The draft law submitted to lawmakers underwent major changes last year after facing strong domestic and international criticism. The Justice Ministry, its main author, removed several controversial provisions which would create a special government agency empowered to issue and revoke licenses for media organizations. The amended version of the proposed law also spares them the need to register with the ministry.
Nevertheless, several Armenian media associations insist that it remains deeply flawed and should be scrapped altogether. One such group, the National Press Club (NPC), rallied its members, many of whom work for pro-opposition publications, outside the parliament.
In a written statement, they urged the deputies to vote against the bill.
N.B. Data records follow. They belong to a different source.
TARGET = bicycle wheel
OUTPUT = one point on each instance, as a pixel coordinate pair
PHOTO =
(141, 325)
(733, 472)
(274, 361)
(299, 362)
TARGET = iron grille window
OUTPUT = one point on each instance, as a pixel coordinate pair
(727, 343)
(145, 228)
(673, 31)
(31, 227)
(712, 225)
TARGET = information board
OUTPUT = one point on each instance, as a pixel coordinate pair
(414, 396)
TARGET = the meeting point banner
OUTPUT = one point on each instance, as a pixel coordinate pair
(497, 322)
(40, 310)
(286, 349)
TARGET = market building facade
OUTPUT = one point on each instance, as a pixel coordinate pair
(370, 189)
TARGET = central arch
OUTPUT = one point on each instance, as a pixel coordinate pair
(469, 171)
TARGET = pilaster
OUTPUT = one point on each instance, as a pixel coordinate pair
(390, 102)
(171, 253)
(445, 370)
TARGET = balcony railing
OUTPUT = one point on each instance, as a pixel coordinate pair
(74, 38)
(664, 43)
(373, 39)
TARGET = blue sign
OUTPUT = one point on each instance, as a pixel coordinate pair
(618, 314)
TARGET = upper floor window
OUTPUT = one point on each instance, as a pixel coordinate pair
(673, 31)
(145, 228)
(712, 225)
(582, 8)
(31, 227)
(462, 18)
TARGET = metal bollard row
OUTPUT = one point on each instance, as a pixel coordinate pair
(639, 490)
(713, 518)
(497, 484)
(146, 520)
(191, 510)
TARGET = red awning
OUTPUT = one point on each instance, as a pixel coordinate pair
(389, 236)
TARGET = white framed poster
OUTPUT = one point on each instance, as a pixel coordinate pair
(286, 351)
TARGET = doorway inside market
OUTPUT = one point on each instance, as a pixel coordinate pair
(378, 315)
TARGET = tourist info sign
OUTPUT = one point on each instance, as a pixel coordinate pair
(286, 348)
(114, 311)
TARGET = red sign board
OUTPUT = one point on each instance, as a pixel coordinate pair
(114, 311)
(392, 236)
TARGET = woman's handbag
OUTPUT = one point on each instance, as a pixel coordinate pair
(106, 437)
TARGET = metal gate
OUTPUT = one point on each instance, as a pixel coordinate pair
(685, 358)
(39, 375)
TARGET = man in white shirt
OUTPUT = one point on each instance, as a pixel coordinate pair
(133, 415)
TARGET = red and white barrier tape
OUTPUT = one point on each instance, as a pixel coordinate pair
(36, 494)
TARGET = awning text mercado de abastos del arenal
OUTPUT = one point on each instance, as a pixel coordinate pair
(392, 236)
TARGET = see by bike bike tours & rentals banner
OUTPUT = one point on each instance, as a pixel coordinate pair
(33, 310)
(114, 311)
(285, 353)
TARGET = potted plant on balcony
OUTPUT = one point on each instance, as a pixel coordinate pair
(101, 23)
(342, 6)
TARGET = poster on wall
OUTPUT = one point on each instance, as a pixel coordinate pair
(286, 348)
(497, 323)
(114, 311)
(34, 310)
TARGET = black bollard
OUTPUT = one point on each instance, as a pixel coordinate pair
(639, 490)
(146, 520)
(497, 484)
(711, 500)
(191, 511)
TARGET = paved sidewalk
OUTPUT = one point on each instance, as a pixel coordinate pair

One activist warned that the protesting journalists will campaign against the reelection of those deputies who will back the government initiative.
The parliament’s opposition minority voiced its support for the journalists. Two of the parliament’s standing committees, headed by opposition lawmakers, refused to endorse the draft law. “People fighting against the media always lose,” warned Victor Dallakian, chairman of the parliament committee on legal affairs.
Dallakian proposed more than 30 amendments which he said will address media concerns.
Meanwhile, the Justice Ministry appeared to cave in to the pressure, withdrawing a parallel proposal that would facilitate libel suits against reporters. Its proposed amendment to Armenia’s Civil Code would force the media to pay material compensation for reports causing “moral damage” to readers, viewers or listeners. The NPC said the clause, if approved by the parliament, would result in government censorship.
The government, on the other hand, kept intact a provision in the media bill that obligates news organizations to disclose their sources of funding. Also causing controversy is another clause that allows courts to demand the disclosure of journalists’ sources of information for the “protection of public interests.”
The deputy parliament speaker, Tigran Torosian, agreed with some of the criticism but urged the deputies to vote for the bill in the first reading on Monday. He said final debates on it will be held by the next National Assembly to be elected on May 25.